Bass builds a base that elevates.

Instrumental solos by backup guitarists, particularly Mike, stitch the whole song together and make it memorable.

As luck would have it I’ve moved to Pawtucket, and Mike and moved to Oklahoma. This particular collaboration probably can’t happen quite the way it did this past year.

But if I learned anything — as Joe so lovingly told me and my first producer Ron Gletherow always reminded me — the songs I write lend themselves to other instruments and voices. Call for it.

As I look back on 2013 and these posts I am filled with joy, wonder and gratitude.

As I look toward 2014 I can only hope to meet new collaborators, and maybe, with some luck, reunite with Mike, Dana and Joe as time and geography permit. I had even come up with a name for us, though all of these musicians perform actively with other people. I called us Side Effects.

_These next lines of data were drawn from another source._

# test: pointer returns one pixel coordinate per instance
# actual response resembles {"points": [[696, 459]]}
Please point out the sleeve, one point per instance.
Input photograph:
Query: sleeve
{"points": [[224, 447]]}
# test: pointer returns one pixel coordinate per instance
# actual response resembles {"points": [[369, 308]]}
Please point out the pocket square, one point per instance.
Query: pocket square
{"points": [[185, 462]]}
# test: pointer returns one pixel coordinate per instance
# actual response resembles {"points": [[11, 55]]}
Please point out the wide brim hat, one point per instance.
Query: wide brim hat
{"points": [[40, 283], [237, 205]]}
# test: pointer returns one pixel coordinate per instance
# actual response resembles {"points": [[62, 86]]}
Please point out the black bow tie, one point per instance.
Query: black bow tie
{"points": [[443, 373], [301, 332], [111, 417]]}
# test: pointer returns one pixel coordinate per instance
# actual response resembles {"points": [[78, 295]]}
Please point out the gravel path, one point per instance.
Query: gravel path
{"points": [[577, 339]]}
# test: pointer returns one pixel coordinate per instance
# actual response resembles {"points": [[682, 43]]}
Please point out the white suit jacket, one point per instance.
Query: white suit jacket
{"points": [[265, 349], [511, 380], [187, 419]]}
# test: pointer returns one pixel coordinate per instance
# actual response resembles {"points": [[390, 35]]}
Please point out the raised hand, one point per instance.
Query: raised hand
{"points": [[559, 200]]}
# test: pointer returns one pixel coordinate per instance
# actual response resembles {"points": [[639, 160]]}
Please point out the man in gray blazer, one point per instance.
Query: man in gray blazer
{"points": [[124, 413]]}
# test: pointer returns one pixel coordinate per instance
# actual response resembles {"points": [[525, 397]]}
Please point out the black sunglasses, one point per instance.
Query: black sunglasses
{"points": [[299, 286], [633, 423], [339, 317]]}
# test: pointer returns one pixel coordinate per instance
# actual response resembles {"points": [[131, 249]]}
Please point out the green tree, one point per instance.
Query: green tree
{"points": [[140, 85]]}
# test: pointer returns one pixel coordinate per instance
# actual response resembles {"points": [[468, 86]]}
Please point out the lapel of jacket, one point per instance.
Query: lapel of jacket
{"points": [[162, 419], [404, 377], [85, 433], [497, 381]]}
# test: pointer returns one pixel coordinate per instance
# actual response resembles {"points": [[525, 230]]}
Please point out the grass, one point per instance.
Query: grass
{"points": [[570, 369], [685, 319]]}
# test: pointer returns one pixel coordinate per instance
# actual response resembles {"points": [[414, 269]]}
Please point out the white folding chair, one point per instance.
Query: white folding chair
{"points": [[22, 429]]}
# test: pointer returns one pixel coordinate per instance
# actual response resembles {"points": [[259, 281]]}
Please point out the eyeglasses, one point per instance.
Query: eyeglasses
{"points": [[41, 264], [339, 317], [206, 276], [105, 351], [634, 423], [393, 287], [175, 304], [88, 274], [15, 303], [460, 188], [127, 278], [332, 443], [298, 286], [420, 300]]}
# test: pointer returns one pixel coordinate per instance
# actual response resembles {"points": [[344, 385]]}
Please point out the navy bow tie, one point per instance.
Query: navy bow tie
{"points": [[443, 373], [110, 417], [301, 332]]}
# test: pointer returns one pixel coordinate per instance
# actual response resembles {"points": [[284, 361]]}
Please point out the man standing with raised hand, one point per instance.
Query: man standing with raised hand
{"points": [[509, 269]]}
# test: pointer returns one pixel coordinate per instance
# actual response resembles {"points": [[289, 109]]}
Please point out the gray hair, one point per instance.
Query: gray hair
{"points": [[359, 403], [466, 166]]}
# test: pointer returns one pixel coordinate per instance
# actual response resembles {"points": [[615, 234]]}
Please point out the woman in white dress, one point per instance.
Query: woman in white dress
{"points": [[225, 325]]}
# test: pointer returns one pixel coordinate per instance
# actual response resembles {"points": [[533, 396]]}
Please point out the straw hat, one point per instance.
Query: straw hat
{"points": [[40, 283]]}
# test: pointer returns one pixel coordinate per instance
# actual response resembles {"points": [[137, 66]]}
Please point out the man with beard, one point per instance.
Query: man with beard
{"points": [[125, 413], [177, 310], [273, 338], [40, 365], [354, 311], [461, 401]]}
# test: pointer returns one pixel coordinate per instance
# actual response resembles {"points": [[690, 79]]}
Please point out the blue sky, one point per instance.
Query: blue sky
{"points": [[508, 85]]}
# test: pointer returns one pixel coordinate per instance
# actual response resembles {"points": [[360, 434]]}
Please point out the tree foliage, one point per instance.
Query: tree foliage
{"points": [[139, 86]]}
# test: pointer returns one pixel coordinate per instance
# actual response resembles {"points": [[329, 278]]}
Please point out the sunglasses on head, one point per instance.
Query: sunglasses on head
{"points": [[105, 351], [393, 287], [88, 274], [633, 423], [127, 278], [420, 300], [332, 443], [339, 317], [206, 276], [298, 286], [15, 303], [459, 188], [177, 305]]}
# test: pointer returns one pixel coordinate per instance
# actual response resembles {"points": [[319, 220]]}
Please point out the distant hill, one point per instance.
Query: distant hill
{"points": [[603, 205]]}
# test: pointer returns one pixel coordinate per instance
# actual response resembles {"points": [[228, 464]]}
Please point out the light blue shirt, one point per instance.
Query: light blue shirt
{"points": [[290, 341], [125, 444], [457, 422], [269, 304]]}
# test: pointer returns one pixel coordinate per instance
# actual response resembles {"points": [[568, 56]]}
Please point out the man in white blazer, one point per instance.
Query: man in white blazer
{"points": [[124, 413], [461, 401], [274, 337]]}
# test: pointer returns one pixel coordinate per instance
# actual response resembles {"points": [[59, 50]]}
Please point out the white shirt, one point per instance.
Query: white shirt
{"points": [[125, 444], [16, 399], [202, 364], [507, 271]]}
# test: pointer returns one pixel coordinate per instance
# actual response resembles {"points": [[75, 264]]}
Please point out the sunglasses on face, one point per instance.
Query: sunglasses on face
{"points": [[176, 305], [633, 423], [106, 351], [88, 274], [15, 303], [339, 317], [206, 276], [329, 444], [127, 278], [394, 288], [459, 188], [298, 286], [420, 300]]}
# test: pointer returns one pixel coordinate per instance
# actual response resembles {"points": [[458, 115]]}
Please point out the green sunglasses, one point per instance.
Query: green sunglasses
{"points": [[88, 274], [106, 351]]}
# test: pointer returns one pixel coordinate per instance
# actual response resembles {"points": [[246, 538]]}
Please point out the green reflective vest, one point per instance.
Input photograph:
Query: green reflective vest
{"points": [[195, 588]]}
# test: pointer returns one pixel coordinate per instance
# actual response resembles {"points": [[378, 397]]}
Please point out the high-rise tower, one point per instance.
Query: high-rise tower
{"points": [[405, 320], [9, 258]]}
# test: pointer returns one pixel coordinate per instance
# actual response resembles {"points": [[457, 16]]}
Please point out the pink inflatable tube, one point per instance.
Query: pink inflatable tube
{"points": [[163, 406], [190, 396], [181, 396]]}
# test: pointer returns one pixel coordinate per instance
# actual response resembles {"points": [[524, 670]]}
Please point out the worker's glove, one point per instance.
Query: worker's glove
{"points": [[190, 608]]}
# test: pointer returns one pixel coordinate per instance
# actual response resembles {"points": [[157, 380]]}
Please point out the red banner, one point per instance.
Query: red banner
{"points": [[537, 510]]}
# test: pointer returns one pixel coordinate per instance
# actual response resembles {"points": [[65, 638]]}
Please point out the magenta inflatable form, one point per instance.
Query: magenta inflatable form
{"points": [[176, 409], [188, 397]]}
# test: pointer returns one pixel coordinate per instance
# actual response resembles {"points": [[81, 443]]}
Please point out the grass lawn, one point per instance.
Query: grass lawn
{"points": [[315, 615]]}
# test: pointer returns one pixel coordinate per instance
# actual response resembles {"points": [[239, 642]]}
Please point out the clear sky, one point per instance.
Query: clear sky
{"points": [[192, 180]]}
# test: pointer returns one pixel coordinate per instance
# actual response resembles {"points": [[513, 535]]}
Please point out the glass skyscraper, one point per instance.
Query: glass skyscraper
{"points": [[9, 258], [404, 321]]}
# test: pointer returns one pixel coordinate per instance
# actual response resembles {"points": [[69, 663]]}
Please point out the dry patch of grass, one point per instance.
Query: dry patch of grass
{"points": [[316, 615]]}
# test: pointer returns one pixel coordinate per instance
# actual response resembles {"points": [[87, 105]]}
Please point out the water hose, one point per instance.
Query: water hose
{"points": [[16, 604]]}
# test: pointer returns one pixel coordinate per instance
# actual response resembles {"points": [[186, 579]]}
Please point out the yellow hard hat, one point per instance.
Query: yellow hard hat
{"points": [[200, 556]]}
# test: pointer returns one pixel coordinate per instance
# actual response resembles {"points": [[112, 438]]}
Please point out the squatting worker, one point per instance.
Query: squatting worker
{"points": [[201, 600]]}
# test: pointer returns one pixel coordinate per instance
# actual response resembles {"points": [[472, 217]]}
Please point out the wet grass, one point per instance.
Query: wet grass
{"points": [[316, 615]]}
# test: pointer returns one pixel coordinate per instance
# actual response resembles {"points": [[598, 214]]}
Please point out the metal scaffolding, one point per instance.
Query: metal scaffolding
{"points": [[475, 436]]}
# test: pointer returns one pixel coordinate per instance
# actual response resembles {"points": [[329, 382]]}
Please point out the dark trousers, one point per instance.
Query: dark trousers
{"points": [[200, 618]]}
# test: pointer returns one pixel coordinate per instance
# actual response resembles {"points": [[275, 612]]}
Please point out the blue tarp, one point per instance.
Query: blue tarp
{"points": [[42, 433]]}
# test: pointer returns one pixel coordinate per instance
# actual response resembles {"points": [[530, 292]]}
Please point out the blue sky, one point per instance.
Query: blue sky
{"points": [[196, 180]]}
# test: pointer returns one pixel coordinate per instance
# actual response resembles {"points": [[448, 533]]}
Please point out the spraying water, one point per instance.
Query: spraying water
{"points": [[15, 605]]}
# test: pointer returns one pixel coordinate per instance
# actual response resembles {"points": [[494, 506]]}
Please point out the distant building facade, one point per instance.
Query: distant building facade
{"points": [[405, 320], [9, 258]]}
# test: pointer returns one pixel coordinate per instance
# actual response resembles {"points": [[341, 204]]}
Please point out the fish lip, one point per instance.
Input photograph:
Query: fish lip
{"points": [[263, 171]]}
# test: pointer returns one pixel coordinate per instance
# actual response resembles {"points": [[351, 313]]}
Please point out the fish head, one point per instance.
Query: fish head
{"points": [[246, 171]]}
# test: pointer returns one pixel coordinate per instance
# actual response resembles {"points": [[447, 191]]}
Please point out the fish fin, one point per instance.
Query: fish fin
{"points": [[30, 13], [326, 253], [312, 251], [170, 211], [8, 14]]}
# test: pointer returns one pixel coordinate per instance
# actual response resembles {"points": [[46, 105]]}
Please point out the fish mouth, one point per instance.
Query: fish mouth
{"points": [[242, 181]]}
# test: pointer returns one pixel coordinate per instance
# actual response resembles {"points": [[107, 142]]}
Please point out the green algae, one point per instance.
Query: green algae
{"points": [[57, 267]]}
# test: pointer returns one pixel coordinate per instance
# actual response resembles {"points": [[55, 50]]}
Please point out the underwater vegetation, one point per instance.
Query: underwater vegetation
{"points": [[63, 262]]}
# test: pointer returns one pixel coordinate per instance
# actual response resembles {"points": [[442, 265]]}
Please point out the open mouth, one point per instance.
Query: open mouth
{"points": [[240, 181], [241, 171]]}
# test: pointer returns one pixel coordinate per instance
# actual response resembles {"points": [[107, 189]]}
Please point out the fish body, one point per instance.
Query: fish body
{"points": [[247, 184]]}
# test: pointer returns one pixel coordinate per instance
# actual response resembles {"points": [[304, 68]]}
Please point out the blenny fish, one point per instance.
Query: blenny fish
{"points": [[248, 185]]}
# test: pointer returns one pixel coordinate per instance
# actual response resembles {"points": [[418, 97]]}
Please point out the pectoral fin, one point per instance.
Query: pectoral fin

For now, performing solo at open mics will be the way I roll. But if it is meant to be, building a band that approximates the respectful, dynamic, jelled connections made with the three pictured here is what I’ll be up to in 2014! Collaboration has turned out to be a side effect with good indications.

Too much!

Here is a song I wrote at 16 Rogers St. in New London. My last one in that space.

This was recorded on my mobile phone tonight as I await my Internet hookup tomorrow. Using a beta music recorder. Nifty, yes?

I know I have neglected this blog while moving to Pawtucket, R.I., but I am settling in. And back to playing online, and hopefully playing out, too.